Library versions include any major, minor, and patch versions.

To set a library policy:

  1. In the user menu, select Policy Management > Library Policy.

  2. Check the box to Restrict libraries and choose which libraries you want to exclude from your portfolio. You can select multiple.

  3. Check the box to Enable version requirements and choose one or multiple libraries that must be within your given number of versions.

  4. Click the Add another requirement link to create version requirements for additional library groupings.

  5. Check the Restrict licenses box to set a policy on open-source licenses that you want to restrict. If an open-source license is restricted, then any libraries that use the restricted license will be marked as a policy violation.

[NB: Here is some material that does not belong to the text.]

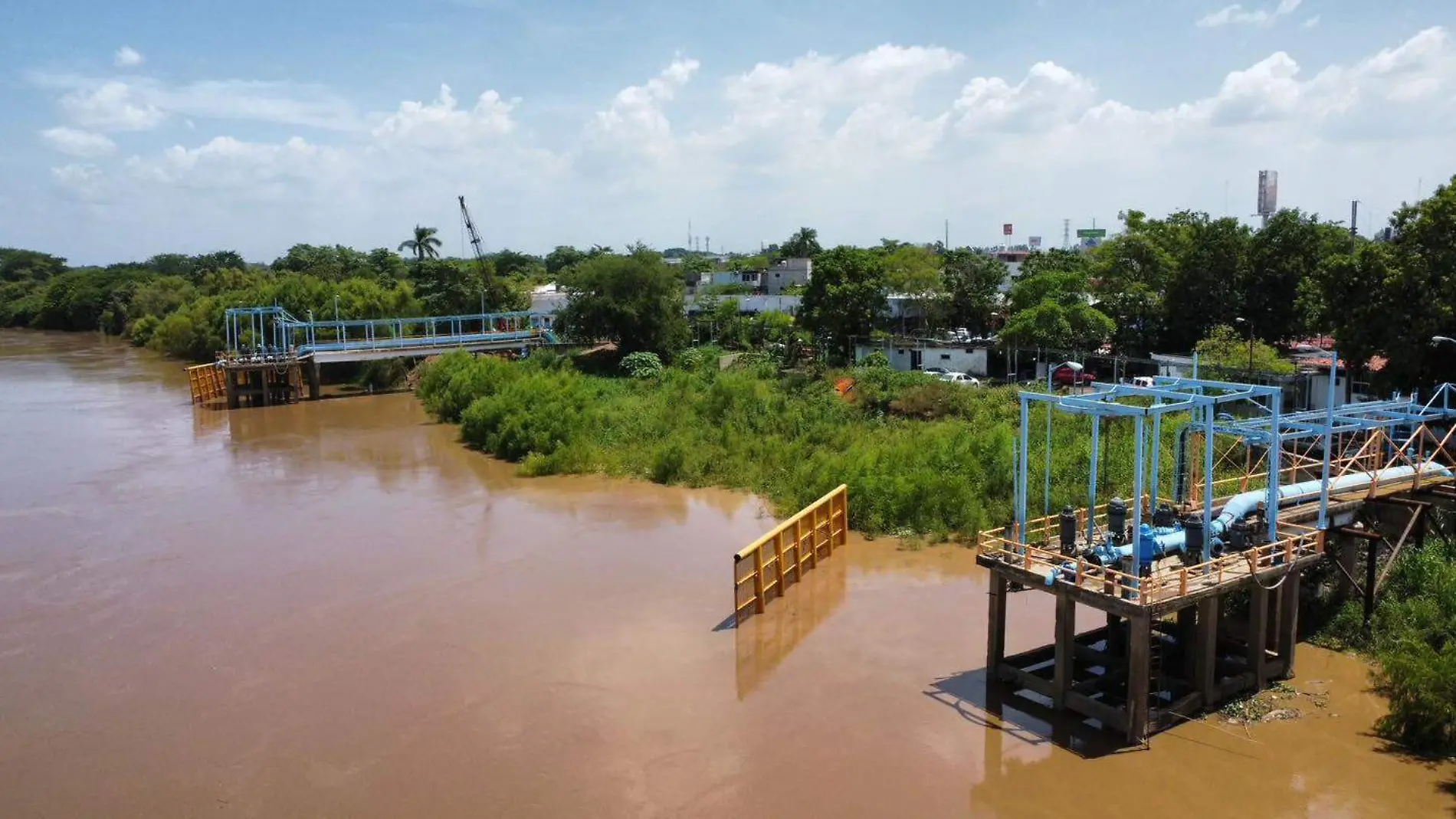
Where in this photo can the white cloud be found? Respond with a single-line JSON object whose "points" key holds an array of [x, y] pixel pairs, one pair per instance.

    The license policy lists open-source licenses in SPDX format, listed by short identifier and followed by the full name. Any license type that you want to restrict must be selected. Contrast includes any ‘or later’ licenses it identifies in your portfolio. For example, if you restrict by GPL-3.0-only, any licenses that are GPL-3.0-or-later will be included in that restriction.

  6. Check the box next to Fail libraries in violation of policy, to automatically assign a failing score to any library that violates a set policy.

    If a library fails to comply with a set policy, the name, a warning icon and the library score are highlighted in red in the Libraries page. Hover over the icon or go to the library's Overview page for more information about the violation.

    If you choose to automatically fail libraries, Organization Administrators will be notified when adjusting score settings.